Ambassador Dennis Ross is the counselor and William Davidson Distinguished Fellow at The Washington Institute for Near East Policy. He also teaches at Georgetown University’s Center for Jewish Civilization. For more than twelve years, Amb. Ross played a leading role in shaping U.S. involvement in the Middle East peace process, dealing directly with the parties as the U.S. point man on the peace process in both the George H. W. Bush and Bill Clinton administrations. He served two and half years as special assistant to President Obama and National Security Council senior director for the Central Region, spending the first 6 months of the Administration as the special advisor on Iran to Secretary of State Hillary Rodham Clinton.

 Prior to his service as special Middle East coordinator under President Clinton, Amb. Ross served as director of the State Department's Policy Planning Staff in the first Bush administration. He played a prominent role in U.S. policy towards the former Soviet Union, the unification of Germany and its integration into NATO, arms control negotiations, and the 1991 Gulf War coalition. During the Reagan administration, he served as director of Near East and South Asian affairs on the National Security Council staff and deputy director of the Pentagon's Office of Net Assessment.

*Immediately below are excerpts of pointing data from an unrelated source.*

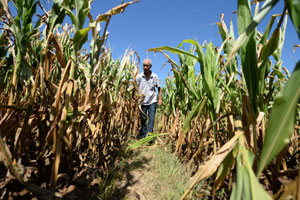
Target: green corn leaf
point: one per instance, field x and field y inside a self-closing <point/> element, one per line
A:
<point x="266" y="7"/>
<point x="80" y="37"/>
<point x="247" y="186"/>
<point x="294" y="12"/>
<point x="282" y="120"/>
<point x="248" y="52"/>
<point x="192" y="114"/>
<point x="173" y="50"/>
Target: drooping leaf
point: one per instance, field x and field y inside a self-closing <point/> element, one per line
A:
<point x="247" y="186"/>
<point x="282" y="120"/>
<point x="197" y="108"/>
<point x="294" y="12"/>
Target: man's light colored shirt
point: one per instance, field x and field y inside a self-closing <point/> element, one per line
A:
<point x="147" y="87"/>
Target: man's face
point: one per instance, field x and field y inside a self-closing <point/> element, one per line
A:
<point x="146" y="65"/>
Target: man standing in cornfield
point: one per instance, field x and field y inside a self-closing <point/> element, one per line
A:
<point x="147" y="82"/>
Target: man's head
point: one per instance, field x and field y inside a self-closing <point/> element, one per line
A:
<point x="147" y="64"/>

 A graduate of UCLA, Amb. Ross wrote his doctoral dissertation on Soviet decision-making, and served as executive director of the Berkeley-Stanford program on Soviet International Behavior. He received UCLA's highest medal and has been named UCLA alumnus of the year. Amb. Ross is the author of five books on the peace process, the Middle East, and international relations, most recently Be Strong and of Good Courage: How Israel's Most Important Leaders Shaped Its Destiny (PublicAffairs, 2019), written with his colleague David Makovsky, which was published in September 2019. It provides profiles of four Israeli prime ministers who made historic choices and explores the lessons from those decisions to see if they can provide a guide to dealing with the fateful choice that Israel's leaders must soon confront or by default become a binational state.

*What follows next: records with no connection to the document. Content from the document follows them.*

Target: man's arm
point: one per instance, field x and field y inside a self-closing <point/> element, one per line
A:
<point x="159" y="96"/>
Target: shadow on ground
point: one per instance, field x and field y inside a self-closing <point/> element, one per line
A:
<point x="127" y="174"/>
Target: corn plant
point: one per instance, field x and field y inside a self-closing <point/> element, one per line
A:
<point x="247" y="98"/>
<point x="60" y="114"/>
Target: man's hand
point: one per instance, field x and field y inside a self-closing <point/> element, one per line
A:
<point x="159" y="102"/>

 Previously, Amb. Ross authored Doomed to Succeed: The U.S.-Israel Relationship from Truman to Obama (Farrar, Straus, and Giroux, 2015). That book was awarded the 2015 National Jewish Book Award for history. He also co-authored Myths, Illusions, and Peace: Finding a New Direction for America in the Middle East (Viking, 2009) with Mr. Makovsky. An earlier study, The Missing Peace: The Inside Story of the Fight for Middle East Peace (Farrar, Straus, and Giroux, 2004), offers comprehensive analytical and personal insight into the Middle East peace process. The New York Times praised his 2007 publication, Statecraft, And How to Restore America's Standing in the World (Farrar, Straus, and Giroux, 2007), as "important and illuminating."

Conversation recorded on April 5, 2024.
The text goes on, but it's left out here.